Karena konsepnya kepemilikan, maka sudah tentu rumah DP Rp0 Anies harus dibeli. Pasalnya, banyak warga DKI yang masih berpikir bahwa DP Rp0 itu berarti penawaran rumah gratis. Rumah DP Nol Rupiah itu ditawarkan dengan harga Rp185 juta untuk Tipe 21 dan Rp320 juta untuk Tipe 36.

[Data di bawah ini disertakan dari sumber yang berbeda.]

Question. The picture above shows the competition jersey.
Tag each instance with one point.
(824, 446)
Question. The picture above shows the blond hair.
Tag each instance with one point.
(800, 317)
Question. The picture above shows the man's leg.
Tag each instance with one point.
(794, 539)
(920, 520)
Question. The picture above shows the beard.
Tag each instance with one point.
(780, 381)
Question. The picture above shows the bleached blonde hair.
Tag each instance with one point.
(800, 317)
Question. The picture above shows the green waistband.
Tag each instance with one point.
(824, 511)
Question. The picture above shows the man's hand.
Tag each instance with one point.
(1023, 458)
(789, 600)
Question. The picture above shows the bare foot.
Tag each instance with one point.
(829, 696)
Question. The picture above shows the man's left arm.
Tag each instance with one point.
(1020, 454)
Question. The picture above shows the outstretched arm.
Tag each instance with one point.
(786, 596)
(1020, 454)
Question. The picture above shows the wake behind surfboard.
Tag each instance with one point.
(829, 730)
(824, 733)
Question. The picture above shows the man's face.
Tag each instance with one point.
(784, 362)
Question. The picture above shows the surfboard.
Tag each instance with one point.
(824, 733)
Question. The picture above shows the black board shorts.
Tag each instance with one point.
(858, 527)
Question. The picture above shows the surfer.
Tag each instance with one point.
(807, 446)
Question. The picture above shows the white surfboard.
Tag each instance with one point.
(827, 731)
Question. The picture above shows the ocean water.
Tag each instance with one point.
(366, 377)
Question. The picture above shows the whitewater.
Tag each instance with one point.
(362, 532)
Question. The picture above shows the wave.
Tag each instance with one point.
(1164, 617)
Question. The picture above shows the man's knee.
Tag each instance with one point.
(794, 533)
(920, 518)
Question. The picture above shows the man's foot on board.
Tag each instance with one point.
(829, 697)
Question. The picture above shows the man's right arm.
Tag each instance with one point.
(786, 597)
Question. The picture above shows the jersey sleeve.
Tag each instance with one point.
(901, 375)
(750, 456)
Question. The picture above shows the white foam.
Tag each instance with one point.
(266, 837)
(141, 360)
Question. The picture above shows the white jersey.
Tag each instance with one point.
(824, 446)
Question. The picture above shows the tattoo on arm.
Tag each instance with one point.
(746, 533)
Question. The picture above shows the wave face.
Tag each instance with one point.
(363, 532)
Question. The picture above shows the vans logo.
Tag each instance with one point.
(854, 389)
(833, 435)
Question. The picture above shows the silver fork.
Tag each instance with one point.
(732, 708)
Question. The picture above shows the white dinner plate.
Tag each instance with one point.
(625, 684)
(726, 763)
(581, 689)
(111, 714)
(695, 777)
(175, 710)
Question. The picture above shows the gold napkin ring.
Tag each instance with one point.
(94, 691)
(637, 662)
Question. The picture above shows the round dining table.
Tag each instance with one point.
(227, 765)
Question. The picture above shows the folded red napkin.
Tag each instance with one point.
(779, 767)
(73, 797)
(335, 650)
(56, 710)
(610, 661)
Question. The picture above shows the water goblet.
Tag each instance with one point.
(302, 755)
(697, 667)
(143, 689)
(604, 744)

Adapun skema pembayarannya dengan Fasilitas Likuiditas Pembiayaan Perumahan (FLPP), yakni pembiayaan perumahan dengan skema subsidi dari pemerintah, bekerja sama dengan bank nasional yang telah menyediakan fasilitas tersebut. Suku bunganya rendah yakni 5% dan berlaku flat selama masa cicilan antara 15 sampai 20 tahun.

Kalau kita ambil masa cicilan (tenor) 15 tahun dengan bunga 5%, maka rumah DP Rp0 seharga Rp185 juta bisa dicicil sekitar Rp1,5 juta per bulan atau persisnya Rp1.462.968. Sedangkan untuk rumah seharga Rp320 juta, besar cicilannya sekitar Rp2,5 jutaan atau tepatnya Rp2.530.539.

Bagaimana dengan biaya pemeliharaannya? Mengingat kalau tinggal di hunian vertikal biasanya ada biaya pemeliharaan kebersihan dan keamanan. Menurut Sandiaga Uno, hal ini digodog dalam Badan Layanan Umum Daerah (BLUD).

Lantas, bagaimana program Rusunawa Ahok? Hunian ini terutama diperuntukkan bagi warga DKI yang direlokasi dan penghasilannya sangat minim yakni sekitar Rp3 juta/bulan. Buat mereka ini disediakan Rusunawa Tipe 36 untuk disewa, bukan dijual.

Baca: Legislator Sesalkan Anies Coret Rusun Ahok, Warga Terancam

Meskipun disebut sewa, tapi sebenarnya penghuni Rusunawa hanya dibebankan biaya pemeliharaan dan kebersihan sebesar Rp5 ribu-Rp15 ribu per hari saja.

Karena penghuni relatif berpenghasilan rendah (Rp3 juta ke bawah), maka penghuni Rusunawa diberikan fasilitas penunjang mulai dari transportasi TransJakarta gratis hingga layanan kesehatan dan KJP (Kartu Jakarta Pintar). 

Asumsinya, dengan semua subsidi tersebut, para penghuni Rusunawa bisa menghemat pendapatannya untuk ditabung guna kelak mampu beli hunian yang lebih layak.